I also don't remember a single case where biologists delineated as distinct species different generations of the same population.

For a trivial case, I could point to polyploidy resulting from hybridization in plants. The offspring are definitely considered distinct species by botanists. This would probably fall into the "weird genetic mutation" category you describe, although it's hardly uncommon.

 

A(n) is the same species as A(n-1).

I think we're in agreement on this, except for extraordinary cases.

However, that wasn't my point. My point was that this exists:

a temporal border in the sense that there is a point in time when speciation is said to occur and that is when we delineate these groups as distinct species.
I stand by that. But you have to bear in mind that I'm not speaking of a point in time that relates to a single generation time in a population. I'm speaking of a point in time where a population has evolved a fixed difference (and that may be over several generations) from its ancestral population.

If you dispute that this occurs, then I don't understand how you propose that species evolve (this is why species concepts are important).

 

 

on Dec 30, 2008

A(n) is the same species as A(n-1).

I think we're in agreement on this, except for extraordinary cases.
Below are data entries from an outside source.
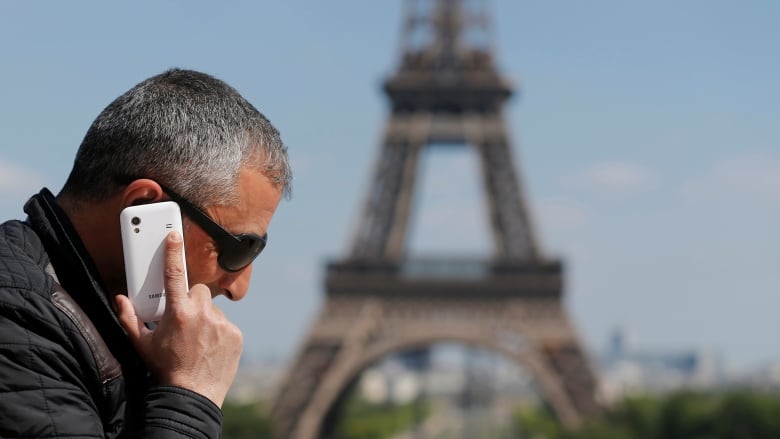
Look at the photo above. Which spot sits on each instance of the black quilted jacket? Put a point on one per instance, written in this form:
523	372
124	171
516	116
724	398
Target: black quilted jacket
67	368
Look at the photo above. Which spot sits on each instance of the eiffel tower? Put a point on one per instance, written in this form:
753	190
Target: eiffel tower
446	90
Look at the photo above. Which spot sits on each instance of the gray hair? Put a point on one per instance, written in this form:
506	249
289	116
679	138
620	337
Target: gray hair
184	129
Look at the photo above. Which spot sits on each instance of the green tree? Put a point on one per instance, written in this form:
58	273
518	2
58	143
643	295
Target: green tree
245	421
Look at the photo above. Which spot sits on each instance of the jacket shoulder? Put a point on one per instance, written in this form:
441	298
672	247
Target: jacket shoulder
23	259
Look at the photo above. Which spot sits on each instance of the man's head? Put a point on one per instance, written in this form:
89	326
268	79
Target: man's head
186	133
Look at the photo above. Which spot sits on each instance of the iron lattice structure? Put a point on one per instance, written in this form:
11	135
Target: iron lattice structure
446	90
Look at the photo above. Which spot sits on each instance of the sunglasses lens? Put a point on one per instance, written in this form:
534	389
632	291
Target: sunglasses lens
242	253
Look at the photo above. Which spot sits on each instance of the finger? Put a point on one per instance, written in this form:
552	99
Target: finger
127	318
175	278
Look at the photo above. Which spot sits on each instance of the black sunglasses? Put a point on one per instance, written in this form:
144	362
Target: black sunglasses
235	251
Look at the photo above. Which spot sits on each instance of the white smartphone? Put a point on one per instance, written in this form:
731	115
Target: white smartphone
144	229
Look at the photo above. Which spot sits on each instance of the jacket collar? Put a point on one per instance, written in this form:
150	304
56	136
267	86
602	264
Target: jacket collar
75	269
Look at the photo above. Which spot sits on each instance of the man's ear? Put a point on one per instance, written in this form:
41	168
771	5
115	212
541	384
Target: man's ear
142	191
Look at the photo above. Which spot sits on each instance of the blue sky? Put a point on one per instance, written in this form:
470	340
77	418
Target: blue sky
647	136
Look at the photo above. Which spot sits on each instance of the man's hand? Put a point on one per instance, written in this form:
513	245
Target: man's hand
194	345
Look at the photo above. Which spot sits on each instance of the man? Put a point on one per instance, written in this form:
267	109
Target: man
74	359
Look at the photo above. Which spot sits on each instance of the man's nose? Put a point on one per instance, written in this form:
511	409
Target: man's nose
235	285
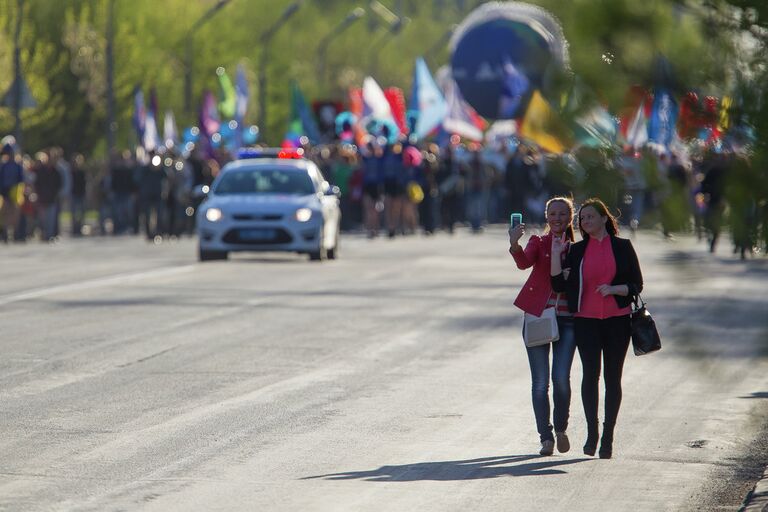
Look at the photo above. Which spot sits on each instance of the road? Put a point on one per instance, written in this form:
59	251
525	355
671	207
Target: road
133	377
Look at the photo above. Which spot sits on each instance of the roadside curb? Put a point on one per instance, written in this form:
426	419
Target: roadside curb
757	500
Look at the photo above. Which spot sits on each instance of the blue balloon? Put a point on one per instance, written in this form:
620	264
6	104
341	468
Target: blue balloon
524	37
250	135
190	134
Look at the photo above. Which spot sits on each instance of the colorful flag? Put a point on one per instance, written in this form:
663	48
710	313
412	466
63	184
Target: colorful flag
597	128
302	122
209	115
637	130
543	126
227	95
375	104
241	95
428	106
663	120
514	86
396	101
170	133
460	118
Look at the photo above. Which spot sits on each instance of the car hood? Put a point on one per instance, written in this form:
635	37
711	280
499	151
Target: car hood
261	202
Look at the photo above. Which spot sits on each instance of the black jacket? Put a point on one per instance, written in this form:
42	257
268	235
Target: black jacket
627	272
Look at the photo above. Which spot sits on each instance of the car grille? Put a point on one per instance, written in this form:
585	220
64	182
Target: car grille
257	236
257	216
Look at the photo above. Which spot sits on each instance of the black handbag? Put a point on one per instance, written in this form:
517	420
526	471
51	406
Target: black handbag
645	336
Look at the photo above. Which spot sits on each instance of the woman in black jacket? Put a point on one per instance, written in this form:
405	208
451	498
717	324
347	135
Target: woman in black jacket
601	276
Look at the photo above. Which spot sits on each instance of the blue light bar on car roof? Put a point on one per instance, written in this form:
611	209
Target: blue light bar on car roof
287	153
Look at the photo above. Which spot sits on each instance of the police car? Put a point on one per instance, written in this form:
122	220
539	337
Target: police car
269	201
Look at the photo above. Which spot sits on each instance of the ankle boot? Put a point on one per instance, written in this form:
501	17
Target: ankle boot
606	443
590	446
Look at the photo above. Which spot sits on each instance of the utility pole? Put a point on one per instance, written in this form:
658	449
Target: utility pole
17	84
265	40
189	52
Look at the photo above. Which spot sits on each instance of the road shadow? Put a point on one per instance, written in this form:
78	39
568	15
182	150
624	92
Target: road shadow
757	394
471	469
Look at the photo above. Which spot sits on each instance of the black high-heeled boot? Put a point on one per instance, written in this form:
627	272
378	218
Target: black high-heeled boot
606	443
590	446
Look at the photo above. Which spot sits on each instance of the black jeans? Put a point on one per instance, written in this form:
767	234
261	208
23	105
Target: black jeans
609	337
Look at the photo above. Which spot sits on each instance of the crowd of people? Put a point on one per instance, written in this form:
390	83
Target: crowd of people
388	189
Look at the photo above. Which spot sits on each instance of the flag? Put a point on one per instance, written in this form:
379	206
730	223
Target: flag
375	104
460	118
514	85
301	122
151	140
139	113
542	125
663	120
428	106
396	100
637	129
241	95
227	95
153	102
170	133
209	115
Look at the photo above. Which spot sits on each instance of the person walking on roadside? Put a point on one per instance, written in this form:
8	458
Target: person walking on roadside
603	277
535	296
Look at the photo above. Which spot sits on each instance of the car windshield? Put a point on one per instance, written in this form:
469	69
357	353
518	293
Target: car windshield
265	181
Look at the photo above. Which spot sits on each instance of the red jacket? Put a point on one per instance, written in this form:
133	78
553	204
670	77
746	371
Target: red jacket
535	292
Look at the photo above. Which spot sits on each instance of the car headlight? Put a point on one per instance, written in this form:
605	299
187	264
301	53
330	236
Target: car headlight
303	214
213	214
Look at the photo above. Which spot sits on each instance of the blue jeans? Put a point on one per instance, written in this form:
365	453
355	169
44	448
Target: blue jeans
562	358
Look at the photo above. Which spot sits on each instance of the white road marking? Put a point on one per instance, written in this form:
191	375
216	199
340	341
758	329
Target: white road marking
94	283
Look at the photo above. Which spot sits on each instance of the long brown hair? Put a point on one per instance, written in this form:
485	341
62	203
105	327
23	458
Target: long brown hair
611	224
567	202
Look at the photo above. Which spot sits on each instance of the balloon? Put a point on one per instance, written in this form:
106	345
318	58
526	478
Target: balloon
510	45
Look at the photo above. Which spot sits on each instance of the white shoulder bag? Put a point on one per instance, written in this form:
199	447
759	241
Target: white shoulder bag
540	330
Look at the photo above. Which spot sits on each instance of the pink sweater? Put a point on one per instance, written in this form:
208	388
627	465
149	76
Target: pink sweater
599	267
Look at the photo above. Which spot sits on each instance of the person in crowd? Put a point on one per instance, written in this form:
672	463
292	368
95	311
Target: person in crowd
153	193
77	196
477	190
713	189
372	187
414	177
122	182
450	179
11	190
48	183
535	296
394	178
62	166
601	279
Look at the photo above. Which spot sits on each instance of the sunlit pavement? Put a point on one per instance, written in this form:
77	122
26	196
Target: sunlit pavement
135	378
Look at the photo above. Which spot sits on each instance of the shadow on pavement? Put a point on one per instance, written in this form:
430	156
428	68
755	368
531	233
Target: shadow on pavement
472	469
757	394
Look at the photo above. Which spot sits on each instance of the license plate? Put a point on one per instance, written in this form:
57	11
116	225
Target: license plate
255	235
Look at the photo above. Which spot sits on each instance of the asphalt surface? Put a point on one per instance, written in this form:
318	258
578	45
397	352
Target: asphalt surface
133	377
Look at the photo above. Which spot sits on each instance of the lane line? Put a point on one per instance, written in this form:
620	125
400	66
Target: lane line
94	283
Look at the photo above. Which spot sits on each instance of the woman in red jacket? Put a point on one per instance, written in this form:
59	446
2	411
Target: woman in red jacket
535	296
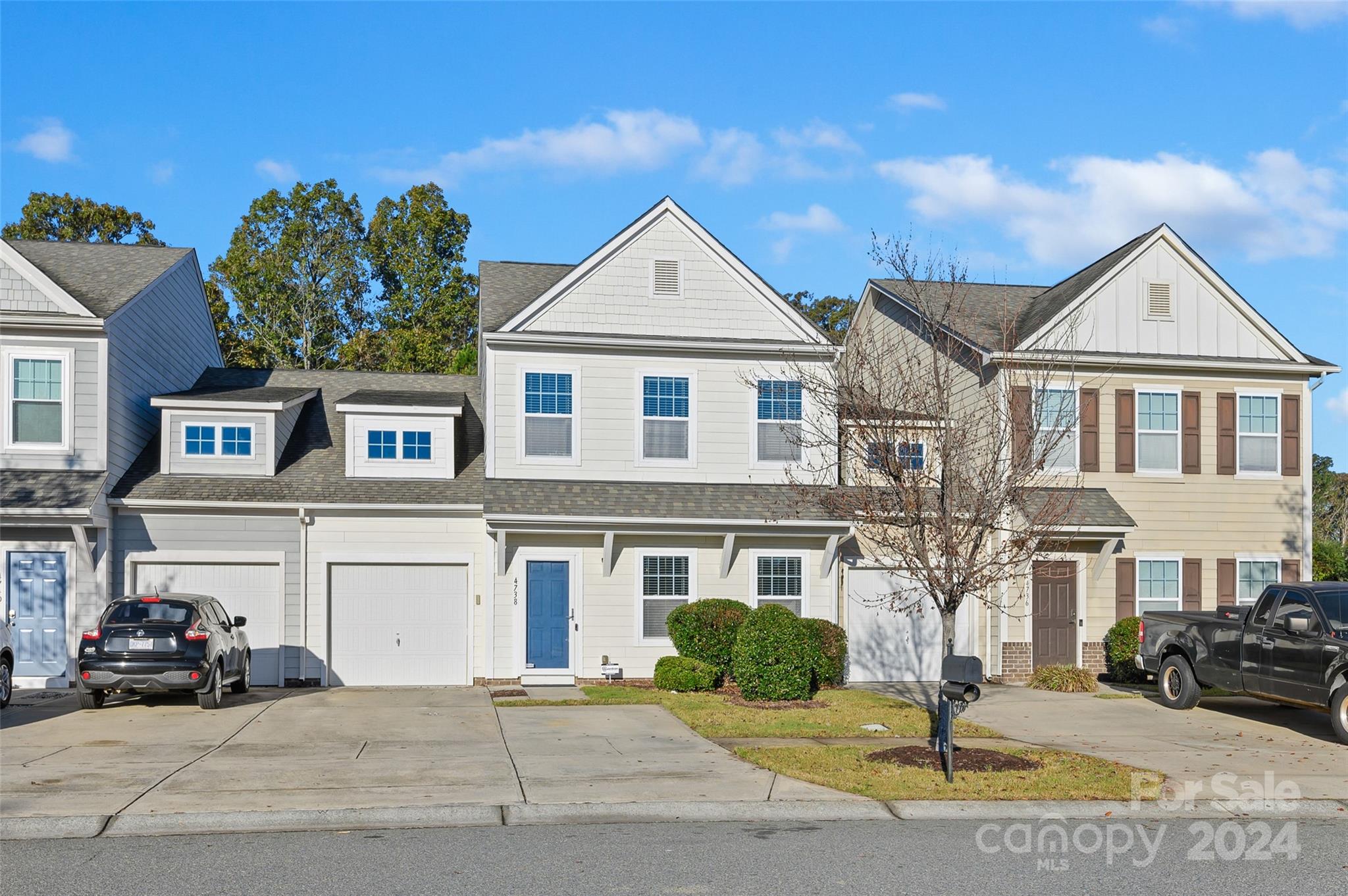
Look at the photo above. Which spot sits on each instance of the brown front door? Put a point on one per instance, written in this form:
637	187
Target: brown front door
1054	622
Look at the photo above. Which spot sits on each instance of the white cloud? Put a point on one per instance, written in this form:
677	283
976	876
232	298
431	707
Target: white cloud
162	172
1276	207
625	141
1299	14
909	101
51	142
1337	405
278	172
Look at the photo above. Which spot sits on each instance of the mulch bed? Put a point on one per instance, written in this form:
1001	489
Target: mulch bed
966	760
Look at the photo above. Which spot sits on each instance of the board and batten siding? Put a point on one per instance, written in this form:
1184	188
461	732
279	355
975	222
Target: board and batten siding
607	406
609	604
157	344
616	298
215	537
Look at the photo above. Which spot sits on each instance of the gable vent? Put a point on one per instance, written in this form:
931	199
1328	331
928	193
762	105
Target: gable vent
665	276
1160	301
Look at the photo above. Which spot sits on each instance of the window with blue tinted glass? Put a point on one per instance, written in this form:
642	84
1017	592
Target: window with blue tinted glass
199	439
415	445
382	445
236	441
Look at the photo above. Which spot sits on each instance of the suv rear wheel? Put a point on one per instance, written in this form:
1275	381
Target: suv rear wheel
1178	687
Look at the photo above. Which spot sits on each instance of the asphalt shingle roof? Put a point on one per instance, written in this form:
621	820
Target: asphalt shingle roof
101	276
50	489
649	500
313	466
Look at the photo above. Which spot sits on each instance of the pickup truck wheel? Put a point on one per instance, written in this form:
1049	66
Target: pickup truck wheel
1339	713
1178	687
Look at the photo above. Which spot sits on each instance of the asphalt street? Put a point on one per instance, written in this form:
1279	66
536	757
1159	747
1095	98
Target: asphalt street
581	860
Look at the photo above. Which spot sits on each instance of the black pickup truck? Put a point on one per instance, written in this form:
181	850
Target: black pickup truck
1289	647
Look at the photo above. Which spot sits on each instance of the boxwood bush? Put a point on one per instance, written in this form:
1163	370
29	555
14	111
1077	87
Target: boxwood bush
685	674
775	657
707	630
831	647
1120	646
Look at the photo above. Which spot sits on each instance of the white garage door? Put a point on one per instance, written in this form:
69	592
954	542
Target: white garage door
243	589
887	646
398	624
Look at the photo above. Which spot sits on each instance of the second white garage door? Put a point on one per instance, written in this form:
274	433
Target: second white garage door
887	646
243	589
398	624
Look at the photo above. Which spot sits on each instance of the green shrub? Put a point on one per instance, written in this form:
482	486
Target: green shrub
707	630
1068	680
685	674
775	657
1120	646
831	649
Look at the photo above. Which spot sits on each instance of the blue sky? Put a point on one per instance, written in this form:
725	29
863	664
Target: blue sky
1026	137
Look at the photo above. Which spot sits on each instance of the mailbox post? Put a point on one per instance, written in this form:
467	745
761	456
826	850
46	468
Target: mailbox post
960	678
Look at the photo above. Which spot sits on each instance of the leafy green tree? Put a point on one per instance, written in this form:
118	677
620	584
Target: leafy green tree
296	275
72	218
429	312
829	313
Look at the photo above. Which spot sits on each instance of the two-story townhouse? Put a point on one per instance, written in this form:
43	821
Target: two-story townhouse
642	411
340	512
88	333
1189	449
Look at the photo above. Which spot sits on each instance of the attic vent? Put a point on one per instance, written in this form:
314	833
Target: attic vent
665	276
1158	301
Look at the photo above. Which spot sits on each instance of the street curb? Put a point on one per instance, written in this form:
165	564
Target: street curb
53	826
303	820
696	811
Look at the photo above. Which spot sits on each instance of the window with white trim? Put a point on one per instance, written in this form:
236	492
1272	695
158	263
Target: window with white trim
1257	434
1253	577
1158	585
666	584
779	411
1158	432
665	418
1057	410
779	580
37	401
548	415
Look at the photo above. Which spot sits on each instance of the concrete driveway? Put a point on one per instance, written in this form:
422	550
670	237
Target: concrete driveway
356	748
1232	735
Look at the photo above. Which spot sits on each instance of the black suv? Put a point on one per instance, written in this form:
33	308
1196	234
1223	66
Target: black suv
165	643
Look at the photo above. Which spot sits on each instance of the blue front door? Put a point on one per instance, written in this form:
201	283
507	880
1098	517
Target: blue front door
37	593
549	608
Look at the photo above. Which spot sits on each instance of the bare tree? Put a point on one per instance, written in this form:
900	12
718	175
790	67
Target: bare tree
959	464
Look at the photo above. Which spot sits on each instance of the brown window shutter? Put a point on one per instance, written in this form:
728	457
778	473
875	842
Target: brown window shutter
1089	430
1021	425
1227	436
1292	570
1125	430
1226	581
1125	588
1292	436
1192	584
1192	405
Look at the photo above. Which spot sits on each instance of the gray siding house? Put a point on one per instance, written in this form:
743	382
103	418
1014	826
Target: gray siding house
91	332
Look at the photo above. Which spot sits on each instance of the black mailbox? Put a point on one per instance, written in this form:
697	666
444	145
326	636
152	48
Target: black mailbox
962	668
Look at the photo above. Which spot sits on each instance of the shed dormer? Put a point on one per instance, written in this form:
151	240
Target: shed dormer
212	432
405	436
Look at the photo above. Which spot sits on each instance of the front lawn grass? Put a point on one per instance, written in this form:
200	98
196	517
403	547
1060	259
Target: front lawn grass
1062	776
843	716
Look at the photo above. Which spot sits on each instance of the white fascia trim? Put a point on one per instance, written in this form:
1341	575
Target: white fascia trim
34	275
697	234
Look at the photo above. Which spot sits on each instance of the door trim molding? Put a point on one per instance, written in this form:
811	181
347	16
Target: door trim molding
519	569
326	561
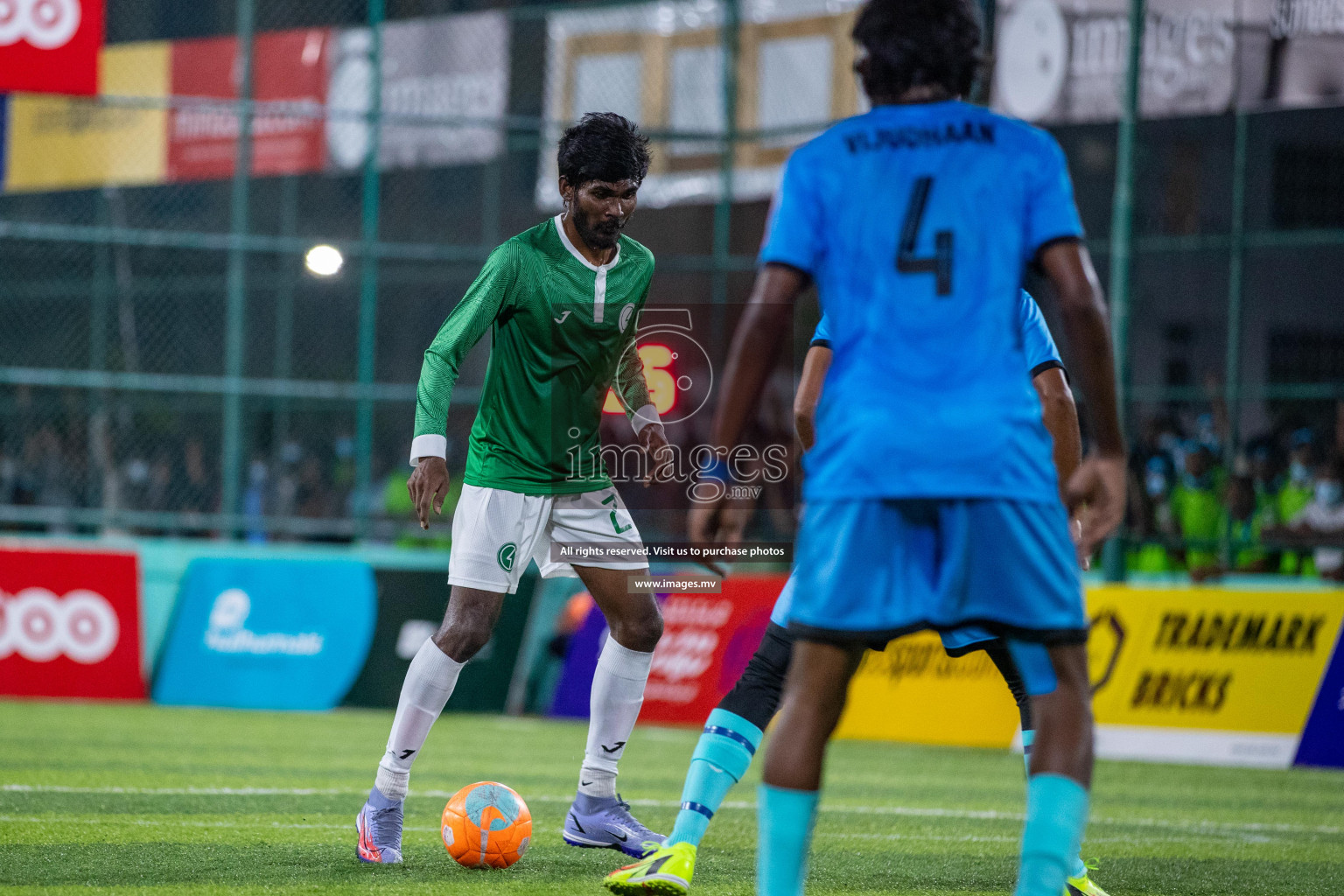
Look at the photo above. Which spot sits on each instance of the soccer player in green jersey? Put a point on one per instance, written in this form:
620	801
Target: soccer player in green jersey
561	301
In that case I really don't understand how you disagreed with my statement about parent generations and their child generations.

 

But you have to bear in mind that I'm not speaking of a point in time that relates to a single generation time in a population. I'm speaking of a point in time where a population has evolved a fixed difference (and that may be over several generations) from its ancestral population.

I think we use different definitions of "point".

 

on Dec 30, 2008

In that case I really don't understand how you disagreed with my statement about parent generations and their child generations.

 

It may be that I wasn't clear in my statement or perhaps further discussion of the topic clarified my thinking in my own mind; in any case, yes, I would say that it is unusual, except in the case of things like dramatic genetic change (like polyploid hybrids), for i and i+1 to be incompatible.